A LETTER TO A DYSPEPTIC.

Yes, my dear Dolorosus, I commiserate you. I regard your case, perhaps, with even sadder emotions than that excellent family-physician who has been sounding its depths these four years with a golden plummet, and has never yet touched bottom. From those generous confidences which, in common with most of your personal acquaintances, I daily share, I am satisfied that no description can do justice to your physical disintegration, unless it be the wreck of matter and the crush of worlds with which Mr. Addison winds up Cato's Soliloquy. So far as I can ascertain, there is not an organ of your internal structure which is in its right place, at present, or which could perform any particular service, if it were there. In the extensive library of medical almanacs and circulars which I find daily deposited by travelling agents at my front door, among all the agonizing vignettes of diseases which adorn their covers, and which Irish Bridget daily studies with inexperienced enjoyment in the front entry, there is no case which seems to afford a parallel to yours. I found it stated in one of these works, the other day, that there is iron enough in the blood of twenty-four men to make a broadsword; but I am satisfied that it would be impossible to extract enough from the veins of yourself and your whole family to construct a crochet-needle for your eldest daughter. And I am quite confident, that, if all the four hundred muscles of your present body were twisted together by a rope-maker, they would not furnish that patient young laborer with a needleful of thread.

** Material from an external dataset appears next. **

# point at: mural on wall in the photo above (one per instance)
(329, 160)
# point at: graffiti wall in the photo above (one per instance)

You are undoubtedly, as you claim, a martyr to Dyspepsia; or if you prefer any other technical name for your disease or diseases, I will acquiesce in any, except, perhaps, the word "Neurology," which I must regard as foreign to etymological science, if not to medical. Your case, you think, is hard. I should think it would be. Yet I am impressed by it, I must admit, as was our adopted fellow-citizen by the contemplation of Niagara. He, you remember, when pressed to admire the eternal plunge of the falling water, could only inquire, with serene acquiescence in natural laws, "And what's to hinder?" I confess myself moved to similar reflections by your disease and its history. My dear Dolorosus, can you acquaint me with any reason, in the heavens above or on the earth beneath, why you should not have dyspepsia?